Edward Hamilton, 89; Decorated WWII Vet Became a CIA Agent

July 08, 2006|Matt Schudel | Washington Post

Edward Smith Hamilton, a highly decorated World War II veteran who later embarked on buccaneering adventures for the CIA along the coast of China during the Korean War, died of pneumonia June 30 at his home in Annandale, Va. He was 89.

Hamilton, a 1939 graduate of the U.S. Military Academy at West Point, was commander of an Army infantry battalion that went ashore at the Normandy beachhead on June 8, 1944, two days after D-day. His unit of the 90th Infantry Division saw considerable action throughout the summer on its march through France.

For his coordination of the defense of a key bridge in France on Aug. 5, 1944, Hamilton was awarded the Silver Star. On Sept. 8, he led a raid on German positions at Avril, France, that disabled four tanks and led to the capture of 17 enemy soldiers. For his daring assault and his heroism under fire, Hamilton received the Distinguished Service Cross, the Army's second-highest commendation for valor.

Two days later, he was wounded in battle and lost his left eye. He was given a battlefield promotion to lieutenant colonel and received, among other decorations, the Bronze Star and three awards of the Purple Heart.

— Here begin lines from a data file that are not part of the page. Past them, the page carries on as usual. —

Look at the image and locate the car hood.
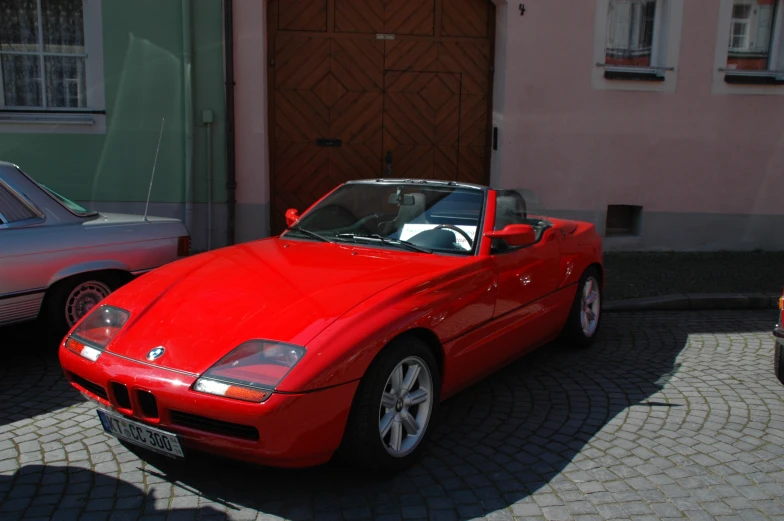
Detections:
[105,238,456,374]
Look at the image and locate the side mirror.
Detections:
[485,224,536,247]
[286,208,299,226]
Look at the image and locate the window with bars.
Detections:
[727,0,782,71]
[0,0,90,112]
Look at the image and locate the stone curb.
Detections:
[602,293,781,311]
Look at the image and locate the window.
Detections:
[604,204,642,237]
[593,0,684,92]
[713,0,784,91]
[605,0,656,67]
[726,0,782,77]
[0,184,38,225]
[0,0,104,131]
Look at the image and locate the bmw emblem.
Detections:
[147,346,166,360]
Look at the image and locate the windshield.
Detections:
[38,183,96,217]
[284,183,485,255]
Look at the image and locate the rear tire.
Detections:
[41,272,125,343]
[562,266,602,348]
[336,336,441,472]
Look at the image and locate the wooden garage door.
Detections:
[267,0,495,233]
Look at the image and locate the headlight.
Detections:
[65,306,131,362]
[193,340,305,403]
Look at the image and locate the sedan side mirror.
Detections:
[286,208,299,226]
[485,224,536,247]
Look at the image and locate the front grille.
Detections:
[136,391,158,418]
[171,411,259,441]
[111,382,131,410]
[69,373,109,402]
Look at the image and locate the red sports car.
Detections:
[59,179,604,470]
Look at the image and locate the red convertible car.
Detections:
[59,179,604,470]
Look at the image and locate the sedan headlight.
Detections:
[193,340,305,403]
[65,306,131,362]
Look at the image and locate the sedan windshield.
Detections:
[285,183,485,255]
[38,183,96,217]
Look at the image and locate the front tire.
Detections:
[340,336,441,472]
[563,267,602,347]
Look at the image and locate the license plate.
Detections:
[98,409,185,458]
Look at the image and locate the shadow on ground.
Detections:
[0,313,769,519]
[0,322,85,427]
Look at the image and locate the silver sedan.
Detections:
[0,162,190,334]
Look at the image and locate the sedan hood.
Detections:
[105,238,456,374]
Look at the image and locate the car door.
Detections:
[491,190,560,357]
[0,179,46,325]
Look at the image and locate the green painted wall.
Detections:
[0,0,226,207]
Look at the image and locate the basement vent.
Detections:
[604,204,642,237]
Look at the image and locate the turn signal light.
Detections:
[177,235,191,257]
[65,337,101,362]
[193,378,272,403]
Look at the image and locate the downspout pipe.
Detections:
[182,0,194,234]
[223,0,237,245]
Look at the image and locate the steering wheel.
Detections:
[433,224,474,248]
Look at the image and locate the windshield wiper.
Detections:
[336,233,433,253]
[286,226,332,244]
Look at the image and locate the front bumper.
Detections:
[59,343,358,467]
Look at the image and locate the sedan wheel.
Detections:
[64,280,112,328]
[378,356,433,458]
[335,335,441,472]
[41,272,127,343]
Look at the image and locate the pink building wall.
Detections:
[234,0,784,250]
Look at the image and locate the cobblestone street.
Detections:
[0,311,784,521]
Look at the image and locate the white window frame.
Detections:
[591,0,684,92]
[712,0,784,96]
[0,0,106,134]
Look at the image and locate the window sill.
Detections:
[0,111,106,134]
[597,64,669,81]
[721,69,784,85]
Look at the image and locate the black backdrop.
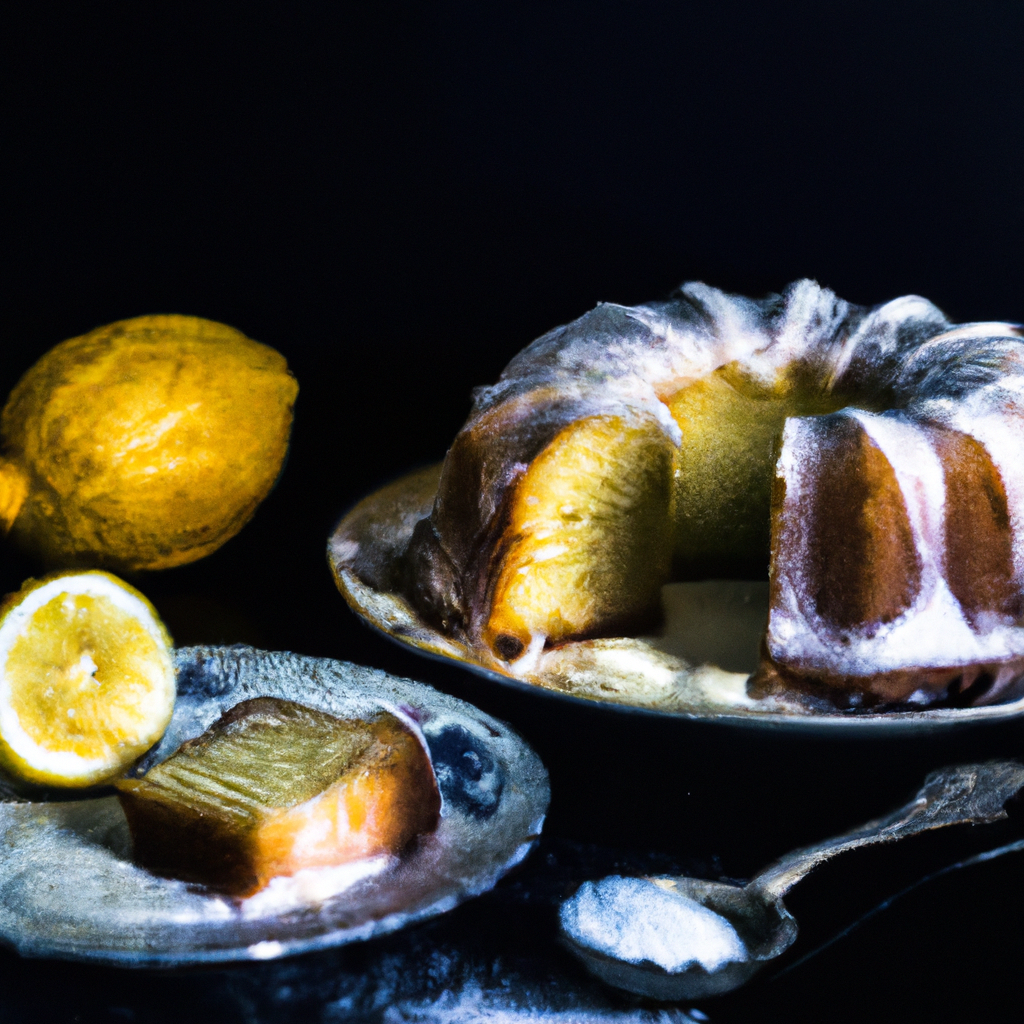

After recuperating, Hamilton returned to his hometown of Dallas, Ore., in 1946 to open an insurance agency.

In 1950, as the Korean War was heating up, he was lured back into action as a CIA agent in Taiwan, working with the Chinese nationalist forces of Chiang Kai-shek. Nicknamed the "One-Eyed Dragon," Hamilton led combined U.S. and Chinese guerrilla units in clandestine attacks against Communist forces on the Chinese mainland. His role in the covert actions conducted along the southeastern coastline of China is detailed in the book "Raiders of the China Coast" by Frank Holober.

Hamilton was in Taiwan from 1950 to 1954 before he was transferred to Washington. In 1956, he was sent to Germany as an undercover counterintelligence agent working in East Germany and Turkey. He left the CIA in 1959 and took a position as operations officer with the old Civil Defense Administration. He retired in 1973.

In his later years, Hamilton made many visits to France, where he was welcomed as a returning hero of the nation's liberation from Nazi control. Last year, he was awarded the Legion of Honor by the French government.

His wife of 63 years, Grace Cutler Hamilton, died in 2003. A son, Edward, died in 1948. A daughter, Mary Suzanne Hamilton, died in 1997.

Survivors include seven children, Diana Cowell of Huntington, W.Va.; William Hamilton of Ocean City, Md.; Elizabeth Hamilton and Marie Hamilton-Perez, both of Santa Cruz; Richard Hamilton of Clifton, Md.; Patricia Collins of Berkeley Lake, Ga.; and Frank Hamilton of Panama City, Fla.; 15 grandchildren; and three great-grandchildren.